Il Tar di Venezia dà ragione al Comune: via libera alla sfilata di carnevale gestita dal Comitato Festa della Renga

Papà Gnoco

Il Tar di Venezia ha posto fine all’incertezza sul futuro della storica sfilata del Venardi Gnocolar, evento clou del carnevale veronese. Nella mattinata del 30 gennaio 2026, il Tribunale amministrativo regionale ha respinto il ricorso presentato dal Bacanal del Gnoco, che chiedeva la sospensione e l’annullamento della determinazione della giunta comunale di Verona.

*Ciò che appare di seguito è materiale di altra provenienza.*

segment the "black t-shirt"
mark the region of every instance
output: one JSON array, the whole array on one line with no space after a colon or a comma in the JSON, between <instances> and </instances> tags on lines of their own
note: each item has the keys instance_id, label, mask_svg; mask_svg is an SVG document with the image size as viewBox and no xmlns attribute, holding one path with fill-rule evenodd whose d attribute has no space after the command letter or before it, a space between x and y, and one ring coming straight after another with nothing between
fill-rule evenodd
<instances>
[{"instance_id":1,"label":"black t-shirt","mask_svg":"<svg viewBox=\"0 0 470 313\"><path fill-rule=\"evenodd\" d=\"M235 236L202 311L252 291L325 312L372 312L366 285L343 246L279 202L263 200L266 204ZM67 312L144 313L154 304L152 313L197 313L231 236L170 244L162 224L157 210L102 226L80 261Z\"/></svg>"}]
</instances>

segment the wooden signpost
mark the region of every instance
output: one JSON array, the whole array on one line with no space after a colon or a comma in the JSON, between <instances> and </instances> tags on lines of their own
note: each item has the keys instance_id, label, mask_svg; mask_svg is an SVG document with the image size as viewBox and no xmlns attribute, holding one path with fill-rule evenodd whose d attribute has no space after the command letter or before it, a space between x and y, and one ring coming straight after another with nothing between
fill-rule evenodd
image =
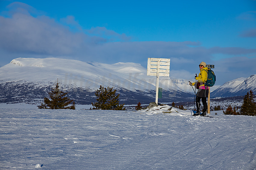
<instances>
[{"instance_id":1,"label":"wooden signpost","mask_svg":"<svg viewBox=\"0 0 256 170\"><path fill-rule=\"evenodd\" d=\"M208 68L209 70L211 68L214 68L214 65L207 65L206 67ZM207 113L210 114L210 87L208 87L209 88L209 92L208 93L208 98L207 102Z\"/></svg>"},{"instance_id":2,"label":"wooden signpost","mask_svg":"<svg viewBox=\"0 0 256 170\"><path fill-rule=\"evenodd\" d=\"M158 103L159 76L170 76L170 61L169 58L148 58L147 75L157 76L155 102L157 104Z\"/></svg>"}]
</instances>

La decisione del Comune, contestata dal Bacanal, stabiliva che per l’edizione 2026 l’organizzazione della sfilata fosse affidata al Comitato Festa della Renga, e non più al Bacanal, in attesa di chiarire la posizione giuridico-amministrativa di quest’ultimo. Una scelta definita necessaria per motivi di trasparenza e per impedimenti normativi legati all’erogazione di fondi pubblici.

Con la sentenza di oggi, il giudice amministrativo ha confermato la legittimità del provvedimento adottato da Palazzo Barbieri, consentendo di fatto lo svolgimento regolare della manifestazione prevista per il prossimo Venerdì di carnevale, che quest’anno cade il 13 febbraio. A comunicarlo, con soddisfazione, è stata l’assessora alla Cultura Marta Ugolini, che ha esclamato: «Si sfila!», confermando l’esito favorevole per l’amministrazione comunale.

Il Bacanal aveva contestato la decisione della giunta sostenendo che fosse lesiva dei propri diritti storici e organizzativi. La sua richiesta al TAR era duplice: ottenere una sospensiva immediata della delibera e, successivamente, l’annullamento definitivo dell’atto comunale. Entrambe le richieste sono state rigettate dal Tribunale.

La vicenda aveva generato attesa e preoccupazione tra i cittadini, viste le radici profonde che il Venardi Gnocolar ha nella tradizione veronese. La sfilata rappresenta infatti una delle manifestazioni carnevalesche più sentite del Veneto, con origini che risalgono al XVI secolo.

Il Comitato Festa della Renga, incaricato per quest’anno, subentra dunque formalmente nell’organizzazione, mentre rimane in sospeso la definizione della posizione giuridica del Bacanal, che ha gestito per decenni il carnevale in città. L’amministrazione comunale ha ribadito di voler garantire la continuità della festa nel rispetto delle norme vigenti, assicurando trasparenza nella gestione dei fondi e nella definizione dei rapporti con gli enti organizzatori.

Nel frattempo, fervono i preparativi per l’edizione 2026 del carnevale veronese, che potrà contare sull’attesa sfilata dei carri allegorici, maschere storiche e gruppi folkloristici lungo le vie del centro. Il verdetto del TAR mette così fine a settimane di incertezza e consente di procedere con gli ultimi dettagli logistici e organizzativi dell’evento.